Von Ulrich Jakov Becker

Nicht einmal zwei Wochen lagen zwischen zwei Ereignissen, die die selben Leute niedergeschmettert weinen und enthusiastisch jubeln ließen. Zwei Ereignisse, die ihre Zukunft entscheiden könnten, die Zukunft ihrer Kinder, die Zukunft ihres Landes, die Zukunft ihres Volkes.

Die Rede ist von der größten Siedlungsräumung der letzten zehn Jahre in Israel und zum anderen vom Amtsantritt des betont pro-israelischen und siedlungs-nahen Präsidenten der Vereinigten Staaten von Amerika, Donald Trump.

Im Falle der Siedlung Amona musste die israelische „Rechte“ zähneknirschend erleben, dass selbst eine engagierte, einfallsreiche und nichts unversucht lassende Pro-Siedlungs-Regierung machtlos ist gegenüber einem unnachgiebigen, obersten Gericht und den von europäischen Geldern bezahlten, „linken“ NGOs. Kein Weg, kein Trick, kein Gesetz, keine Aufschiebung führte letztendlich an der Vernichtung von israelischen Familienhäusern vorbei – einschließlich dem emotional aufwirbelnden Abtransport der jüdischen Familien durch jüdische Polizisten. „Wenn nicht die uns von gewählte Regierung, wer dann?“, fragten sich viele Wähler der Koalition und beklagten die Einmischung der Gerichte als hochpolitisch.
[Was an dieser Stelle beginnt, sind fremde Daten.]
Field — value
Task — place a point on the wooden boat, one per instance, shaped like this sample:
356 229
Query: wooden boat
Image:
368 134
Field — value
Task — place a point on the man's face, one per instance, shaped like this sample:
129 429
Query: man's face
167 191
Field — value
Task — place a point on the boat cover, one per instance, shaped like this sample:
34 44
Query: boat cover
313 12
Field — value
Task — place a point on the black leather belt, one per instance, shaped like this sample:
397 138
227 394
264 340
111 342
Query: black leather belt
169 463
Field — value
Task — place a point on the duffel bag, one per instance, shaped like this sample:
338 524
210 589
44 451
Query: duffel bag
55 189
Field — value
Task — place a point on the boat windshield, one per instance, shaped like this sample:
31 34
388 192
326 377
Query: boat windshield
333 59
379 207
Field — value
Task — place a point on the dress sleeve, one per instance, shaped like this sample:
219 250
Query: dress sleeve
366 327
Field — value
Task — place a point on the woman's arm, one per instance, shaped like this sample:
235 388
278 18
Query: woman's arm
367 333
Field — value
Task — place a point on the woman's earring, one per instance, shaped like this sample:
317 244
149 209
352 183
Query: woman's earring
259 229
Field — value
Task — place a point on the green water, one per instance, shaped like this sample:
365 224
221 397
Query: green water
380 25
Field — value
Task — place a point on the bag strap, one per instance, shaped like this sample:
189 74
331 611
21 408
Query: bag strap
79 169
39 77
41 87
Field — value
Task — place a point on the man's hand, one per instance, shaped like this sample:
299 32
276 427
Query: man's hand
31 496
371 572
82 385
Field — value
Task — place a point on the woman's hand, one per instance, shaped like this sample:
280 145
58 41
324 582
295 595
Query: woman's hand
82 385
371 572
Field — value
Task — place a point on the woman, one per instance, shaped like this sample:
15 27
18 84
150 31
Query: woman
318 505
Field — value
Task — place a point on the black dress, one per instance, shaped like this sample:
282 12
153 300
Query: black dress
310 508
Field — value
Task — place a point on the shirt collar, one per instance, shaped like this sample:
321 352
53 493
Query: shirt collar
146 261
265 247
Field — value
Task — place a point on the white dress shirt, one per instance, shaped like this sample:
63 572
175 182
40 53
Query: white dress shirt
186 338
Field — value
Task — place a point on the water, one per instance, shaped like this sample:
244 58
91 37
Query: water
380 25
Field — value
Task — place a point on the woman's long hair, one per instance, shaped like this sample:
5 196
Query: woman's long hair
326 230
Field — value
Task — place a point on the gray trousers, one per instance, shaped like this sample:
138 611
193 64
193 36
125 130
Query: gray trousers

Und in genau dem gleichen Lager, in genau den gleichen Mündern ertönten nach der US-Wahl die Trompeten des Jubels! Noch am Tag nach der Wahl Trumps trafen sich „rechte“ Abgeordnete bereits in der Knesset zu einer dringenden Sitzung um jetzt so schnell wie möglich – endlich! – ohne den heißen Atem Obamas im Nacken, frei bauen zu dürfen. Einen Monat nach der Wahl berichtete der bekannte israelische Siedlungsführer Jakov „Kätzele“ Katz von seinem langjährigen Busenfreund, David Friedman – Trumps Wahl für das Amt des amerikanischen Botschafters in Israel –, der u.a. auch von Trump selbst vor einigen Jahren einem Förderverein für die Siedlung Beth El einen Scheck im Werte von 10.000 Dollar überreichte.
„Ich und David sind wie Brüder, wir verbringen viel Zeit zusammen… eine Freundschaft von Jahrzehnten,“ freute sich Kätzele. Und über Trumps Schwiegersohn Kushner: „Einer meiner engsten Seelenfreunde!“

Die von den Siedlern gewählte Regierung kann die Räumung nicht verhindern
Beginnt nun die beste aller Zeiten für die israelischen Ortschaften jenseits der sogenannten „grünen“ Waffenstillstandslinie des Unabhängigkeitskrieges mit Jordanien, die in großen Teilen der internationalen Gemeinschaft längst eine heilige Grenze eines fiktiven „palästinensischen“ Staates geworden ist? Oder schaffen es die linksradikalen israelischen NGOs mit viel europäischen (u.a. auch deutschen) Steuergeldern in ihrem gezielten „Lawfare“ („Juristischen Krieg“) gegen Israel Siedlungen immer neue schmerzhafte Räumungen zu erklagen? Hunderte bis Tausende ähnliche Situationen wie in Amona soll es geben. In einer Woche ist die nächste Räumung: 9 Häuser in der Jerusalem-nahen Siedlung Ofra. Auch hier konnte die Koalition mit Netanjahu und Bennet die „Vertreibung“, wie sie es nennen, nicht verhindern.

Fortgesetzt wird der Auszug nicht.